Monday, April 30, 2007

War and Peace: Part I

There is much talk about “peace” these days. As a Christian, I try to view peace from a biblical perspective. One of the Beatitudes in the New Testament is: “Blessed are the peacemakers, for they will be called children of God.” (Matthew 5:9, NRSV) I would like to expand upon that Beatitude and put “peace” into some sort of perspective. In a future blog posting I will give some thoughts on Iraq and the Middle East situation.

Peace is not only the absence of war, but it’s the absence of personal conflicts. Peace is also that sense of security, well-being, and comfort that we all want to have. In discussing peacemaking in the context of this Beatitude, I believe we have to focus on personal relationships, not necessarily government actions. Nevertheless I want to briefly discuss peace as it relates to government actions since that is in the news quite a bit these days.

Governments and Peace

It is generally understood that nations and governments are not necessarily subject to the same biblical principles as individuals. Governments have certain duties that individuals typically don’t have: to maintain security and order, and to protect its citizens against lawlessness, disorder, and invaders.

However, Christians have tried to apply Jesus’ teachings to government for nearly 2,000 years. Great minds such as Augustine, Aquinas, Luther and Calvin have struggled to reconcile the teachings of Jesus with the duties of governments to protect their citizens. They came up with the concept of a “just war” These define specific situations in which governments are morally justified and even duty-bound to engage in armed conflict for the good of their citizens. Most people believe that war must be the last resort for a government to take, when diplomatic and other efforts have failed, and there is no other way to protect its citizens from imminent harm. Most people don’t want to live through a war with all of the tragedy, death, disruption, and destruction that inevitably results.


However, I suspect many individuals are quite content to not live in peace with their neighbors, but to continuously be at odds with them. While some people are absolutely opposed to war, they are less than peaceable in their personal relationships. Moreover, I find it hypocritical when peace demonstrations turn violent or nasty.

I believe Jesus was focusing on personal relationships in this Beatitude, because that’s where we as individuals have some control. We can’t always control what a government does, but we can control our own behavior.

Unfortunately, many people don’t want to be peacemakers in their personal relationships, and that’s why Jesus mentioned peace-making in the Beatitudes.
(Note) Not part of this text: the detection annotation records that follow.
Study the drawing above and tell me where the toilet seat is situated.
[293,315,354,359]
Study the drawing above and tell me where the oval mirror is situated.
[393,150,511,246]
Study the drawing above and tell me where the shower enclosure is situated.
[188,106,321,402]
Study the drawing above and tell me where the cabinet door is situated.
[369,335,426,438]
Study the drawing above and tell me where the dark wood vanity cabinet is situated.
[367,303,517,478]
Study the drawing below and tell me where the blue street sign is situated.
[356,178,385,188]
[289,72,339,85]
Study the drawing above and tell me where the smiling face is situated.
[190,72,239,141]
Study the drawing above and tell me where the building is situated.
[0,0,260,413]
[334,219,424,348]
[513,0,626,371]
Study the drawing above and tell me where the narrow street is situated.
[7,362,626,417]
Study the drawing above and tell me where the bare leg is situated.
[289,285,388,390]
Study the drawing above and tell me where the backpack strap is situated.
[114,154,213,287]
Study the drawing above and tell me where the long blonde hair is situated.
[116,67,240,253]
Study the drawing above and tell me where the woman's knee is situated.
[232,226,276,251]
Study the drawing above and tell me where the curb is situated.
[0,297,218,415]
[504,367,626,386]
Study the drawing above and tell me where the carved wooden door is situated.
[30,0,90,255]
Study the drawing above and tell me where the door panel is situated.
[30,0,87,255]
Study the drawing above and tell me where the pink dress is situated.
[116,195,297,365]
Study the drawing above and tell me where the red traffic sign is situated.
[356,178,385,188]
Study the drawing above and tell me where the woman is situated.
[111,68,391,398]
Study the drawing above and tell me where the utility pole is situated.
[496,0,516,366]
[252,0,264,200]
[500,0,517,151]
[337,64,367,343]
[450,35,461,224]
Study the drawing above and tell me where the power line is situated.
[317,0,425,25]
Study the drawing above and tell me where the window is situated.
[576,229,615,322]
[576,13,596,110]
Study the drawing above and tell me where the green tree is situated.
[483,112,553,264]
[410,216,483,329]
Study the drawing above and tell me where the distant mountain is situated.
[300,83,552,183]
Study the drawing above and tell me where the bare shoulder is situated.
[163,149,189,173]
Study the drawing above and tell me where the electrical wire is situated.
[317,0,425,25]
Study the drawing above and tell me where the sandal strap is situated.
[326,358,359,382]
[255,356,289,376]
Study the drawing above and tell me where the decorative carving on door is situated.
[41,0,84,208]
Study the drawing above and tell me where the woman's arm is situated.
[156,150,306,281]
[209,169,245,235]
This Beatitude falls towards the end of the list because I believe it incorporates several of the other Beatitudes previously mentioned, such as:
Blessed are the meek, for they will inherit the earth.
Blessed are those who hunger and thirst for righteousness, for they will be filled.
Blessed are the merciful, for they will be shown mercy.
Blessed are the pure in heart, for they will see God.

You will be a peace-maker (and a peace-keeper) if you are meek, righteous, merciful, and pure in heart. I see a proactive aspect to this peace-making Beatitude: we are to go out and actively make peace. Peace-making is proactive: you work to make peace where there is no peace. The peace-maker works to resolve the issues that are dividing the parties so that there is a permanent absence of conflict, not just a truce.

Two Kinds of Peacemaking

As an individual, you can be a peacemaker in two ways: First, you can initiate peace between yourself and someone else. This involves forgiveness and mercy. When there is some sort of discord between yourself and someone else, you can make the first move. You can be the one to forgive, to offer mercy, to extend the olive branch, to begin the process of achieving peace.

Even if your peace-making initiatives are not accepted by the other party, you can have an inner peace because you did the right thing. You can’t control what the other person does, but you can take the high road yourself and obey biblical teachings.

The second way you can be a peacemaker is to work to get two different parties to stop their fighting and get back into right relationship with one another. This can be a dangerous activity, because you can get caught in the cross-fire. Both sides may hate you, since both sides in the conflict may not be interested in peace. Both sides may be so invested in this conflict that they have no intention of ever changing their lives by ending it. Yet I believe we are called to be peace-makers, despite the cost.


As a Christian, I believe Jesus was the ultimate peacemaker because he made peace between God and humanity, and taught his followers to have peace with fellow human beings. We read about the peacemaking work of Christ in 2 Corinthians 5:18b-19, NCV:

Through Christ, God made peace between us and himself, and God gave us the work of telling everyone about the peace we can have with him. God was in Christ, making peace between the world and himself. In Christ, God did not hold the world guilty of its sins. And he gave us this message of peace.

Since Jesus is the ultimate peacemaker, the Prince of Peace, let us do the same, as we are called to do:
·Make peace where there is no peace;
·Maintain peace where there is peace;
·See that we have pure motives in all we do;
·Seek justice so that peace does not come at the expense of someone else.

Blessed are the peacemakers. No matter what your religious beliefs, let's make the world a better place by going out into a hurting world and sowing seeds of peace wherever we go.